As they get older, many men typically experience gradual loss of bone mass. Our bones are naturally being constantly broken down and replaced but, as we age, sometimes the body can't replace bone as quickly as it used to. This means some are at ever-increasing risk for osteoporosis — a condition that weakens bones. Now, a study in Missouri has renewed hope for men suffering from bone loss.
According to WebMD, around 2 million men in the U.S. have osteoporosis with studies showing that between 12 and 16 million men overall suffer from loss of bone density — a condition called osteopenia. The National Osteoporosis Foundation reports that as many as one in four men over age 50 will break a bone due to osteoporosis and that men older than 50 are more likely to do so than they are to get prostate cancer. Though more women than men suffer from the debilitating condition, men are more likely than women to die within a year of breaking a hip because of problems related to the break. Hope for those that live with the condition, however, might now have arrived.
A new study by researchers at the University of Missouri (UM) found that certain types of exercises — including those involving weight-lifting and jumping — improve bone density in active, healthy, middle-aged men when they are built into an exercise routine lasting at least six months. The study was published in the journal Bone.
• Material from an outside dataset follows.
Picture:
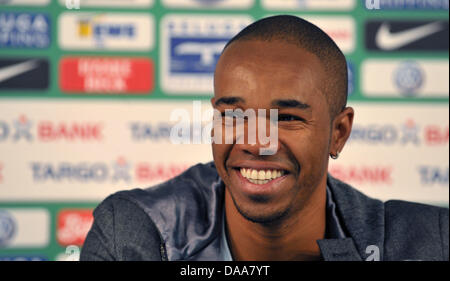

The study looked at 38 physically active, middle-aged men who each completed a year-long program of either weight-lifting or jumping. As part of their programs, participants completed 1 to 2 hours of targeted exercises per week and took calcium and vitamin D supplements throughout the training. Bone mass was measured at the beginning of the study, again after 6 months and once more at the end of the year. The scientists took sophisticated X-ray scans of the whole body as well as others of areas commonly at risk from bone loss — hips and lumbar spines.
The researchers found the bone mass of the whole body and lumbar spine significantly increased after six months of completing the weight-lifting or jumping programs, and this increase was maintained at 12 months. Hip-bone density only increased among those who completed the weight-lifting program. In addition, the researchers say, the study results do not mean that all types of weight lifting will help improve bone mass — specific, targeted exercises are necessary to show results.
"Weight-lifting programs exist to increase muscular strength, but less research has examined what happens to bones during these types of exercises," says Pam Hinton, associate professor and director of nutritional sciences graduate studies in the MU Department of Nutrition and Exercise Physiology. "Our study is the first to show that exercise-based interventions work to increase bone density in middle-aged men with low bone mass who are otherwise healthy. These exercises could be prescribed to reverse bone loss associated with aging."
"Only the bone experiencing the mechanical load is going to get stronger, so we specifically chose exercises that would load the hip and the spine, which is why we had participants do squats, dead-lifts, lunges and the overhead press," says Hinton. "Also, the intensity of the loading needs to increase over time to build strength. Both of the training programs gradually increased in intensity, and our participants also had rest weeks. Bones need to rest to continue to maximize the response."
Throughout their training programs, participants were asked to rate any pain and fatigue they felt after completing the exercises. Participants initially reported minimal pain and fatigue and even these ratings decreased over the year. Hinton says individuals who want to use similar training programs to improve bone density should consider their current activity levels and exercise preferences as well as time and equipment constraints. It goes without saying that, if you are considering a change in your exercise and fitness regime, it's always best to consult a health professional first — particularly if your bones are at risk.
We have reported on exciting new treatments for bone loss before but, as Hinton reminds us, prevention is often better than cure — simple steps now can lead to big benefits in the future. "Individuals don't typically have to know they have heart disease, high blood pressure or pre-diabetes to start exercising," she says. "Similarly, individuals don't have to know they have osteoporosis to start lifting weights. The interventions we studied are effective, safe and take 60-120 minutes per week to complete, which is feasible for most people. Also, the exercises can be done at home and require minimal exercise equipment, which adds to the ease of implementing and continuing these interventions."